As you can see, the 12-month moving average is a much cleaner, simpler and more easily understood measure of reporting the data. However, even this bit of analysis tells us very little about the real strength, or weakness, of the consumer. What is more important to understand is where consumers are, or are not, spending money. In an economy that is 70% driven by consumer spending the importance of this report, which is part of the total personal consumption expenditures of GDP, should not be dismissed lightly.

Consumers only have a finite amount of money to spend from one month to the next. Therefore, it is important to understand where that money is being spent in order to understand the impact to overall economic growth. The problem with the latest retail sales data is that it shows a consumer that is beginning to struggle. We stated previously that:

"Not surprisingly, real personal consumption tracks real incomes, and with the sharp drop in income in January, higher payroll taxes, and a sharp rise in gasoline prices, it is very likely that real personal consumption will show a larger than expected decline in February."

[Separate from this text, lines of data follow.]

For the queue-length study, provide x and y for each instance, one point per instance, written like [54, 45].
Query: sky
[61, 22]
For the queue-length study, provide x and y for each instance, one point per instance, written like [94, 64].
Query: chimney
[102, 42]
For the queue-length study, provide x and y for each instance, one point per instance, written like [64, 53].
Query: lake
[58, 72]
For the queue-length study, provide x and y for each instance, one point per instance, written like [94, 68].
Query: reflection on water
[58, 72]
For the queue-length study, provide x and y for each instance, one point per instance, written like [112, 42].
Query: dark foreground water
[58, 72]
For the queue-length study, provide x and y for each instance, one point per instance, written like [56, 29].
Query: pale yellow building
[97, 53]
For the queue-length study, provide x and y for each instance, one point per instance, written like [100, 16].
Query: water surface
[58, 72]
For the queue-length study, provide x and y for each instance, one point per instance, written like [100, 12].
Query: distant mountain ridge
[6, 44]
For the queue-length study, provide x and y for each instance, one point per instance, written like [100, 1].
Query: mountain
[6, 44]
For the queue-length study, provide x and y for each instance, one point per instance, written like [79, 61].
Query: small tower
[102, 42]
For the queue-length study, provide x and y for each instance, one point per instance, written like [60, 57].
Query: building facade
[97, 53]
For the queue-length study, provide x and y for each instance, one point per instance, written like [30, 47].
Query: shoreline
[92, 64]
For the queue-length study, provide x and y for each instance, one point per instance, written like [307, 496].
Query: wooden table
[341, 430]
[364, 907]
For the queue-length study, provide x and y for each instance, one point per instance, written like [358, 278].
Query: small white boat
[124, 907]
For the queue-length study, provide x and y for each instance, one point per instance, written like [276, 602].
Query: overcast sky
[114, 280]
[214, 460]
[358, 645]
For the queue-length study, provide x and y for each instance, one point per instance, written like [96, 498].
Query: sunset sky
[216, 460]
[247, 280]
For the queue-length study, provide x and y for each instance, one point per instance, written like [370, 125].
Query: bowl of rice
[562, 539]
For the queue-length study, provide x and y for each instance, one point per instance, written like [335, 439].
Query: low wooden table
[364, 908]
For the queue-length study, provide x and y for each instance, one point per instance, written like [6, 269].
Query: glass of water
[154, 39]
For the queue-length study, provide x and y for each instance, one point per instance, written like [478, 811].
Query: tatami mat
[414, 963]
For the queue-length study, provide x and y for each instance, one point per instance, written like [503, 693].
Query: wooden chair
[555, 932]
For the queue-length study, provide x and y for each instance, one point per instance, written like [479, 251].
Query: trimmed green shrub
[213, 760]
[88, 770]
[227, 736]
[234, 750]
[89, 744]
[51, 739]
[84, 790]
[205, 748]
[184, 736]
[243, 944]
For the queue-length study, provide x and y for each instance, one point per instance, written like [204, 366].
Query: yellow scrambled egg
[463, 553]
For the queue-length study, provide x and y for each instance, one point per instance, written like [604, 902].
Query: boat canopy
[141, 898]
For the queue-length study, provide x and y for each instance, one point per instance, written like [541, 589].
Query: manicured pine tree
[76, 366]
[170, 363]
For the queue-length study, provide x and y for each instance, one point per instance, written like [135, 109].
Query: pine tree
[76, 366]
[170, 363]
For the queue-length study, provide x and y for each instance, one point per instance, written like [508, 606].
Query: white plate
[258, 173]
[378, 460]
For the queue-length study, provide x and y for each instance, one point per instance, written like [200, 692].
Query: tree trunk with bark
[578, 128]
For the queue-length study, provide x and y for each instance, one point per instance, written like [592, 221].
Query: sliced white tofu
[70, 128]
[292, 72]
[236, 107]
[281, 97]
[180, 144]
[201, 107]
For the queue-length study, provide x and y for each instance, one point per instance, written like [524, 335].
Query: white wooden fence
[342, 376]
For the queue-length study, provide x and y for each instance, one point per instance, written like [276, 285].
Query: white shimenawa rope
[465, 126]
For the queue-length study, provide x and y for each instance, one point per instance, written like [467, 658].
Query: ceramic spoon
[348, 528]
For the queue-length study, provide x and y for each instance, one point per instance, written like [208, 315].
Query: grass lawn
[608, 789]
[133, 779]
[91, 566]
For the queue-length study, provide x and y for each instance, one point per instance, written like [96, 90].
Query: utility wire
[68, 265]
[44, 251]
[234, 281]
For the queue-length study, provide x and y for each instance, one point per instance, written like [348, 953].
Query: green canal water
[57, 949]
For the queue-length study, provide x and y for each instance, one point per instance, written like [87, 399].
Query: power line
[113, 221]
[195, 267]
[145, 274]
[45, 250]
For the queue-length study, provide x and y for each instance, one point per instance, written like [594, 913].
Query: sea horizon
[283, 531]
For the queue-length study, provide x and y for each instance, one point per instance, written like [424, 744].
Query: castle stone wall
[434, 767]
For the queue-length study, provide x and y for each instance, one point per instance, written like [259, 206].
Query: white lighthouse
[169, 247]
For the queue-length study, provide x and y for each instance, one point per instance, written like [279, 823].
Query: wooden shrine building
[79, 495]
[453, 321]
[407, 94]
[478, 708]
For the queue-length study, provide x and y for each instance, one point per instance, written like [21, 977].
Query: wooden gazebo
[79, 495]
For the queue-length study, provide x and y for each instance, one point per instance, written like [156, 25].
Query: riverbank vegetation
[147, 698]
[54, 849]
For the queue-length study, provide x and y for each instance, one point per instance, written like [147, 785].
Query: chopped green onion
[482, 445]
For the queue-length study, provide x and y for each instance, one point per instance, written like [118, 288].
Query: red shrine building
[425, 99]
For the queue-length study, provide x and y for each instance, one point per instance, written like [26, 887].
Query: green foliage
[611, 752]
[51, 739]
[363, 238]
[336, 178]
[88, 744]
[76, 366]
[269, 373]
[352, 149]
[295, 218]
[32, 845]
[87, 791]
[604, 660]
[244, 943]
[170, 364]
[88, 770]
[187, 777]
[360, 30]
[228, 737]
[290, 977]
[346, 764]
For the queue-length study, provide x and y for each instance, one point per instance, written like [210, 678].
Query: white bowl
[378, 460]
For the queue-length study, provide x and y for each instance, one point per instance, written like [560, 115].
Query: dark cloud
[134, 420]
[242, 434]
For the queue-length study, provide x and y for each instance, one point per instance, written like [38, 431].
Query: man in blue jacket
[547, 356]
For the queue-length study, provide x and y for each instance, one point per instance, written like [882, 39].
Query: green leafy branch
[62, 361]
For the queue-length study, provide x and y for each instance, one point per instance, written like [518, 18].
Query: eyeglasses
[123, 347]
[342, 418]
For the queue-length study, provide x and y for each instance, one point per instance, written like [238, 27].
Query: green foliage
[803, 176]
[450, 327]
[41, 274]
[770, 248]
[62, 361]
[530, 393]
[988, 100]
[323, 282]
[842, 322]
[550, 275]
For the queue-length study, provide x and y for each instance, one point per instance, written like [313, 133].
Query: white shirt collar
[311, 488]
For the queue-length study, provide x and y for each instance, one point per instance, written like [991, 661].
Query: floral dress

This is exactly what happened. When digging into the retail sales numbers we find that sales of gasoline jumped by 5% and food and beverages rose by 0.8%. These two items made up roughly half of the entire increase in February's retail sales. This is critical because individuals weren't buying moregallons of gasoline, they were paying more for the same amount. The same goes with food and beverages. This means there is less money available for other discretionary, leisure and luxury items. Not surprisingly, there were declines in precisely those areas including furniture, electronics and appliances, sporting goods and music stores.

However, looking at month to month changes in the data tells us very little about the overall trends. It is the trend of the data that is important in determining the potential impact to economic growth in the future. The next chart utilizes the smoothed NSA retail sales data to look at the annual change in retail sales.

There are two important takeaways from this data. First, retail sales have clearly been weakening which is reflective of the slower economic growth rate currently. Secondly, although there is only limited data going back to 1992, whenever the annual percentage change in retail sales has declined below 4% the economy has been heading towards a recession. At the current rate of decline there is a high probability that this 4% warning line will be violated in the next few months.

While retail sales are very important to the overall economy the current preliminary data, like employment, is VERY subject to future revisions. This makes analyzing the current data almost useless in predicting future economic growth or weakness. My friend Doug Short just recently picked up on this same issue in his recent post stating:

Here is a visualization of the change from the first to third estimates from January 2007 through December 2012, the most recent month for which we have data points.

Are the sizes of these numbers significant? Consider: Over the same timeframe, the month-over-month absolute mean change of the latest revised retail sales series is 0.83%. A more dramatic way of thinking about this is as follows: Since 2007 the absolute second revision divided by the absolute mean advance estimate is a whopping 46%.

The message is clear: Don't take the initial retail sales data too seriously, which is the same message we saw for last Friday's jobs data.

While mainstream pundits fell all over themselves about the "return of the consumer" - they should have been shocked by the impact of the rising inflationary pressures on the consumer. Of course, the BLS will revise much of those away in the future CPI reports particularly since food and gasoline is excluded from the core reading. Despite commentary to the contrary the decline in incomes from higher taxes, stagnant wage growth and rising costs of living is impacting the average family's ability to maintain their current standard of living. Of course, this is also why the personal savings rate has plunged to below 3%, consumer debt levels, ex-mortgage debt, are on the rise and retirement age individuals are still actively employed. This isn't the backdrop that leads to stronger, organic, economic growth in the future.